In seinem Buch beschreibt Mezger, wie die Fastnacht entstanden ist und sich in Lauf der Jahrhunderte verändert und entwickelt hat. Fastnacht ist demnach eher nicht als Brauchtum für das Winter- oder Geistervertreiben entstanden.

Fastnacht hat zwei Wurzeln. Die eine geht auf die Agrarzyklen und den römischen Kalender zurück: Man hat das Ende des Winters gefeiert, es ist also ein "Wendefest". Die andere Wurzel hängt mit dem Kirchenjahr zusammen. 40 Tage vor Ostern beginnt die Fastenzeit, während nicht nur Fleisch und fleischliche Gelüste verboten waren, sondern noch vieles andere.

"Nicht nur die Metzger litten", sagte Mezger. Hühner wurden nicht geschlachtet, deshalb sammelten sich bis Ostern viele Eier. "Klar, dass am Abend vor der Fastenzeit gefressen und gesoffen wurde, was das Zeug hält", sagt Mezger mit entschuldigendem Blick für die drastische Formulierung. Dazu gab es Musik, Tanz und klein Aufführungen. So ist die Fastnacht entstanden. Auch geheiratet wurde noch schnell, damit die Hochzeitsnacht nicht in die Fastenzeit fiel.

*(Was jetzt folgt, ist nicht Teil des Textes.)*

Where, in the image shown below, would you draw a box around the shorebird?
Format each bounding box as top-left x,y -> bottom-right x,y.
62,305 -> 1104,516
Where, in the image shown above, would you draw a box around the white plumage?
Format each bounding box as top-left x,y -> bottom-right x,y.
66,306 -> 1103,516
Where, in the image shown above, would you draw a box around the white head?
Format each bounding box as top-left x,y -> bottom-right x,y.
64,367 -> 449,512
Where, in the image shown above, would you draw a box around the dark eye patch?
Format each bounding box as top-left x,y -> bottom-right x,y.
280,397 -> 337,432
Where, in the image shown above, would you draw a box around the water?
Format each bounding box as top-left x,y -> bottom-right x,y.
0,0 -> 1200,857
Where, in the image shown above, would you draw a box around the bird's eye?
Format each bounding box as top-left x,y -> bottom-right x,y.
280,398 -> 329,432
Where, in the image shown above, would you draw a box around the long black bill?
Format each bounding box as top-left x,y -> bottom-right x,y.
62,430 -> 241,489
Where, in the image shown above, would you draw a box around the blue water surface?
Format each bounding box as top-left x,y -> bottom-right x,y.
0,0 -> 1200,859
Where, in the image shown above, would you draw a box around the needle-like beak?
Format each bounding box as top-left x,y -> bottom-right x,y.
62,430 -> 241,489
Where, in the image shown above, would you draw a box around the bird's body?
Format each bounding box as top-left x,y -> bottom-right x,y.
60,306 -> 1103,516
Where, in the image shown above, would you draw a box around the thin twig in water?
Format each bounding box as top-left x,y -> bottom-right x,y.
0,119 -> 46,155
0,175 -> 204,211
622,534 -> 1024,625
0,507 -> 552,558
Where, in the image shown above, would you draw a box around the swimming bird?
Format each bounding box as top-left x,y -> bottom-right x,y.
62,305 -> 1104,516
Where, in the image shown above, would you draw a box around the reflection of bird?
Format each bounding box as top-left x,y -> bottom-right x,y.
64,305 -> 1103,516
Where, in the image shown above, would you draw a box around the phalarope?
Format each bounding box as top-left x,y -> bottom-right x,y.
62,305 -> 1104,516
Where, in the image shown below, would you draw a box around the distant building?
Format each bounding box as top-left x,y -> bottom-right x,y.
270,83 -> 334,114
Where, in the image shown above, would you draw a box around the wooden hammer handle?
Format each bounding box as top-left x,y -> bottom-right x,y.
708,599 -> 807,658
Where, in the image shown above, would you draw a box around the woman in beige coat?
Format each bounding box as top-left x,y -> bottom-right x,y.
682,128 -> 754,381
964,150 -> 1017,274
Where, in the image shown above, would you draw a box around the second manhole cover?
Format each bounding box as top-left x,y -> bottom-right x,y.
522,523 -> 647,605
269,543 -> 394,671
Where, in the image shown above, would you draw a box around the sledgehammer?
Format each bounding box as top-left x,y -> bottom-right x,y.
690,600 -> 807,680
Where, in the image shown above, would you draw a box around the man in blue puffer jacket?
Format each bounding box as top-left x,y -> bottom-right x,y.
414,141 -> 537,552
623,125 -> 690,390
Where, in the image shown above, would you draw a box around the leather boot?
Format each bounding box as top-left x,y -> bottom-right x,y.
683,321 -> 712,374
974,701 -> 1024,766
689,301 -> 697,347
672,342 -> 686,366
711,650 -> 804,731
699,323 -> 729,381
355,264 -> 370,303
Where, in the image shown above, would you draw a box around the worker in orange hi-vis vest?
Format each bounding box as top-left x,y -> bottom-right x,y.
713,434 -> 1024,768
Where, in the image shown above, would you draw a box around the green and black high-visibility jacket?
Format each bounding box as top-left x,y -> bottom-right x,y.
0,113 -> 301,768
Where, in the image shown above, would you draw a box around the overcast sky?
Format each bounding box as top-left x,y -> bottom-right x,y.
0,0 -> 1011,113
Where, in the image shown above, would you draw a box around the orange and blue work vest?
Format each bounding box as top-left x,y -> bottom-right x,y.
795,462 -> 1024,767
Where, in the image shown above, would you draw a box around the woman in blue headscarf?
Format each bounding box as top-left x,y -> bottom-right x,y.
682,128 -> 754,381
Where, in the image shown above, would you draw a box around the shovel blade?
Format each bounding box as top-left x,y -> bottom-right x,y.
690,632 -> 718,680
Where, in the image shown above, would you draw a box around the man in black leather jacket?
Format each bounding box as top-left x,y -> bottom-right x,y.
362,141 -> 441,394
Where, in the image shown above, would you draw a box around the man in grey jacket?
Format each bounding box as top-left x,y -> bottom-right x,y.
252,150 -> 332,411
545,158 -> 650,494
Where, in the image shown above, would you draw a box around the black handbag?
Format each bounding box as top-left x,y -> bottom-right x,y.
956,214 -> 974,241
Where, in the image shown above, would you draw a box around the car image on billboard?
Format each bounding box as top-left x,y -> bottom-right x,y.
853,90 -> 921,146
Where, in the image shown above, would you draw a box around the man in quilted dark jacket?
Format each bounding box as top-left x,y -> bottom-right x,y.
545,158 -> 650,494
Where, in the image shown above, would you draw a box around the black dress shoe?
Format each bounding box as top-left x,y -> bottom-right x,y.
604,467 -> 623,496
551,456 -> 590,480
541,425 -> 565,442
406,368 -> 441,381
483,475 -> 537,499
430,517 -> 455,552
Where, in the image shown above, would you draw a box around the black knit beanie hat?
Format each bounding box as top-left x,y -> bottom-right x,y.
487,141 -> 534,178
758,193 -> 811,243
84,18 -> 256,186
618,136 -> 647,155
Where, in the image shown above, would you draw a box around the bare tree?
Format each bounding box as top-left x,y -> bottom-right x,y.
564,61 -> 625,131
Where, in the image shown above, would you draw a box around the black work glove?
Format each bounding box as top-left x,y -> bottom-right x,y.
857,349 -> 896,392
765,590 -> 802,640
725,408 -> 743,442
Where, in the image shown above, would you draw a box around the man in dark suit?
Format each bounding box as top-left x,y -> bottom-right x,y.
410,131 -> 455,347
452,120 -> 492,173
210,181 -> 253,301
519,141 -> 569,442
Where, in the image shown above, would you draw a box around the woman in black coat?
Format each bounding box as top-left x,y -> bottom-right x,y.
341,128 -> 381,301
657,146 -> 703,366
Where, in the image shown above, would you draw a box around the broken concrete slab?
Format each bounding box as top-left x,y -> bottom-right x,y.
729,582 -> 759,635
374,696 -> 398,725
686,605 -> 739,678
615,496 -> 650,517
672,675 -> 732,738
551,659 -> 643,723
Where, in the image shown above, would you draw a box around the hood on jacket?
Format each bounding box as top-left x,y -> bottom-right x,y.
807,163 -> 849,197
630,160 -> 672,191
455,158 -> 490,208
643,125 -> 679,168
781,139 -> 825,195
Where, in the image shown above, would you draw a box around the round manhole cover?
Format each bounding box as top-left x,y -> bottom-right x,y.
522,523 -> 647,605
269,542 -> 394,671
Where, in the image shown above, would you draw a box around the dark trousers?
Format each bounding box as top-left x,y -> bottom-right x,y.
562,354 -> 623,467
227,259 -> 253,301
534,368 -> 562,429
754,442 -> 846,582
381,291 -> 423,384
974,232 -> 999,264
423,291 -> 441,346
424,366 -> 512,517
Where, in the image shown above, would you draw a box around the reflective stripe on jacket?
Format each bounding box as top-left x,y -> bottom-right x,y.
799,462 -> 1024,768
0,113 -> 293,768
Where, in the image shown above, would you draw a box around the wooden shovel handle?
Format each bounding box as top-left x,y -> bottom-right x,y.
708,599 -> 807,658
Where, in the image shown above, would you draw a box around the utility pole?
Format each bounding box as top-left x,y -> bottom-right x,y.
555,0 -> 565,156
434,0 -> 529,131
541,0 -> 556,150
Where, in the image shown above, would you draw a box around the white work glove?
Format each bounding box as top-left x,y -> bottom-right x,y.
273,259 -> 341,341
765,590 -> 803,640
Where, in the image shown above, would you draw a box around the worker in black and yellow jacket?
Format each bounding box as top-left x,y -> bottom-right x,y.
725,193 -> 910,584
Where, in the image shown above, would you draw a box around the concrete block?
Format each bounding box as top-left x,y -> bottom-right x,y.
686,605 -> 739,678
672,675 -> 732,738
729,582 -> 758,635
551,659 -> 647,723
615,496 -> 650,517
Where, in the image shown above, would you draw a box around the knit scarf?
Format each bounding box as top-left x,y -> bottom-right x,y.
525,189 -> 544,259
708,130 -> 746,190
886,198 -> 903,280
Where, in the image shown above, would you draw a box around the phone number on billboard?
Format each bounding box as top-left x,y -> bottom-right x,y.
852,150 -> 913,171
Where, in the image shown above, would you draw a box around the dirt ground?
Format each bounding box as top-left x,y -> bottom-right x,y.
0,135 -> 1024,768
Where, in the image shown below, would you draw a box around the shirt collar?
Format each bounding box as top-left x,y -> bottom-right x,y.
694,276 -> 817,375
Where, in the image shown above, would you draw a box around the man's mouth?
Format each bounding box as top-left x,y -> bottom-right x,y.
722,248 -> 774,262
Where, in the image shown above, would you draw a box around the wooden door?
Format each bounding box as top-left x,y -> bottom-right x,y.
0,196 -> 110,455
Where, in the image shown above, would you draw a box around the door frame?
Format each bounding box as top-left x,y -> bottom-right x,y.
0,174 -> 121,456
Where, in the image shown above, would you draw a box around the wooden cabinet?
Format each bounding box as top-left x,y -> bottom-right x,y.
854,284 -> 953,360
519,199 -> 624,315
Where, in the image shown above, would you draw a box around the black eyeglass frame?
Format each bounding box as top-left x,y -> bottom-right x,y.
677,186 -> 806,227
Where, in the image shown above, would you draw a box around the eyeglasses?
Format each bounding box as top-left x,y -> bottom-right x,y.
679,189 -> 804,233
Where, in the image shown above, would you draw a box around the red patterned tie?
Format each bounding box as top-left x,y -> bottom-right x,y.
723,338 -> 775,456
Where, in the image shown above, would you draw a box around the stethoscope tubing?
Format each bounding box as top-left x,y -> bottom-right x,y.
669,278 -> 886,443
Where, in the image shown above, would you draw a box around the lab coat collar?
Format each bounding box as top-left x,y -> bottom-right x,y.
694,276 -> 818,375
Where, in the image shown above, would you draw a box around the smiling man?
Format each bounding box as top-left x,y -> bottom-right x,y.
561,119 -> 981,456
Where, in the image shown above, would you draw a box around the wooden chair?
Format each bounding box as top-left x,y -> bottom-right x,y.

Wie es dann im Lauf der Jahrhunderte weiterging, schildert Mezger in seinem Buch. Woraus die Figuren des Narren und Harlekin entstanden, warum der Teufel eine der ersten Masken war, wie aus Fastnacht der Karneval ("Prinz Carneval") wurde, wie die Kölner (klar) damit das Fastnachtsverbot unterliefen, und wie das Volk zu den alten Formen zurückkehrte und die gut versteckten Larven wieder hervorholte: "Bürger und Handwerker wollten sich von der Hautevolee nicht mehr dominieren lassen."

Mezgers Buch lebt nicht nur von den Texten, sondern von den vielen beeindruckenden Bildern des Karlsruher Fotografen Ralf Siegele. "Dieses Buch wäre ohne Ralf Siegele nicht machbar gewesen, es trägt eindeutig die Handschrift des Fotografen und ist sozusagen aus einem Guss", erklärt Mezger und führte das Publikum durch eine bewegende Bilderschau im abgedunkelten Raum. "Fastnacht muss sich nicht verstecken, sie lebt und sie entwickelt sich weiter", kommt Mezger zum Ende seines Vortrags. So wünscht er sich auch einen positiven Umgang mit neu entstandenen jungen Zünften: "Jede neue ist ein Blick in den Baukasten der lokalen Identität einer Gemeinde".

Schon von den Anfängen der Fastnacht an hätten die herumziehenden Handwerksburschen bei der Rückkehr in ihre Gemeinde immer wieder neue tolle Elemente mit gebracht. Fremdes sei also als Bereicherung, nicht als Erschreckendes zu sehen.

"Fastnacht ist nicht nur Jubel, Trubel, Heiterkeit, sondern auch ein tiefer Blick in die abendländische Kultur und Tradition", schloss Mezger seinen Vortrag, der mit lang anhaltenden Beifall und einem von Zunftmeister Melvin überreichten Geschenkkorb belohnt wurde. Melvin bedankte sich auch bei der Buchhandlung Klaussner, die mit der Narrenzunft die Buchpräsentation organisiert hatte, und bei der Familie Weisser für die Gastfreundschaft in der Villa Junghans.

Weitere Informationen: Mezger, Werner: Schwäbisch-alemannische Fastnacht – Kulturerbe und lebendige Tradition, 2015 erschienen im Theiss-Verlag, mit Fotografien von Ralf Siegele, 288 Seiten mit 288 farbigen Abbildungen, Preis 49,95 Euro Werner Mezger ist Professor für europäische Ethnologie an der Universität Freiburg und Direktor des Freiburger Instituts für Volkskunde der Deutschen des östlichen Europa.